Llama Setup

Local Computer

The smaller Llama 2 or 3 chat model is free to download on your own machine!

Note that only the Llama 2 7B chat or Llama 3 8B model (by default the 4-bit quantized version is downloaded) may work fine locally.
Other larger sized models could require too much memory (13b models generally require at least 16GB of RAM and 70b models at least 64GB of RAM) and run too slowly.
The Meta team still recommends using a hosted API service (in this case, the classroom is using Together.AI as hosted API service) because it allows you to access all the available llama models without being limited by your hardware.
You can find more instructions on using the Together.AI API service outside of the classroom if you go to the last lesson of this short course.
One way to install and use llama 7B on your computer is to go to https://ollama.com/ and download app. It will be like installing a regular application.
To use Llama 2 or 3, the full instructions are here: https://ollama.com/library/llama2 and https://ollama.com/library/llama3.

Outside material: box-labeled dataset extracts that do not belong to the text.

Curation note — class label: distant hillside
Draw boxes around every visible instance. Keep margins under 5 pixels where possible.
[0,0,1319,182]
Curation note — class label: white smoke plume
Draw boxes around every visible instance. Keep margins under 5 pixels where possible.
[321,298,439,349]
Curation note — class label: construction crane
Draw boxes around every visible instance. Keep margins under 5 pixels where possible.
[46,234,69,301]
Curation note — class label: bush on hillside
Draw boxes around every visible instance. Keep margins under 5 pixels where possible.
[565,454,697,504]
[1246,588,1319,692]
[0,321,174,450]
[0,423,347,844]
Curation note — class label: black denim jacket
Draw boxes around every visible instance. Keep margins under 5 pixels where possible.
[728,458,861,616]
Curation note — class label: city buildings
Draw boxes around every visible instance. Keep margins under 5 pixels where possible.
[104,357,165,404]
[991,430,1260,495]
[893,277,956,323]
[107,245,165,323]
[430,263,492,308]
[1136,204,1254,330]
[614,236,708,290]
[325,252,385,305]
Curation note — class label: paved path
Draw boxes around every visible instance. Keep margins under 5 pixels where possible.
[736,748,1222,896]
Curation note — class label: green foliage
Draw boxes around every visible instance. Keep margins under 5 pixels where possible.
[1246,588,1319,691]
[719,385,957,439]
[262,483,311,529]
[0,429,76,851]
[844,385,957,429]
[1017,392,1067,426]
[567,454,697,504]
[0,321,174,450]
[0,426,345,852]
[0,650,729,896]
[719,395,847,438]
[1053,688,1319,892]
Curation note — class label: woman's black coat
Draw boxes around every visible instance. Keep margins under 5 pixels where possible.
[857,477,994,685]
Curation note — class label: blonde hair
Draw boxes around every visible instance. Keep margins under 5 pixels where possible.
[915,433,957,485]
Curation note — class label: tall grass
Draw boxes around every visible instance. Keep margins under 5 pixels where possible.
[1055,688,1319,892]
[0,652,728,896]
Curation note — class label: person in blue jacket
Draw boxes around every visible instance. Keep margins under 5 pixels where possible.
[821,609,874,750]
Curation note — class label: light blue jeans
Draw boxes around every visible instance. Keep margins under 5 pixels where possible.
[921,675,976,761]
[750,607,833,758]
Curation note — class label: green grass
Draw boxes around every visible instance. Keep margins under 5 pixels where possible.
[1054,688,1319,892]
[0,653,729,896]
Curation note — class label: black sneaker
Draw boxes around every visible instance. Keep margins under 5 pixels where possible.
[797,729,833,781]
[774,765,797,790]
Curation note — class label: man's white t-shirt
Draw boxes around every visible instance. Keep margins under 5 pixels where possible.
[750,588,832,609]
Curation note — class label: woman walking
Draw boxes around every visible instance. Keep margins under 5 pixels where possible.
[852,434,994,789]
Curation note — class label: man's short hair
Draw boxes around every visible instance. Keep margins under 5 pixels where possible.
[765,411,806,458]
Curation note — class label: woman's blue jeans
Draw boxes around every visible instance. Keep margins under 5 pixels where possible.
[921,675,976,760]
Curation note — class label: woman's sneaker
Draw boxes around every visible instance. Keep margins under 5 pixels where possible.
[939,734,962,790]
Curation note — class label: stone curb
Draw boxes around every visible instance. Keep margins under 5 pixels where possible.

Follow the installation instructions (for Windows, Mac or Linux).
Open the command line interface (CLI) and type ollama run llama2 or ollama run llama3.
The first time you do this, it will take some time to download the llama 2 or 3 model. After that, you’ll see

>>> Send a message (/? for help)

You can type your prompt and the llama-2 model on your computer will give you a response!
To exit, type /bye.
For a list of other commands, type /?.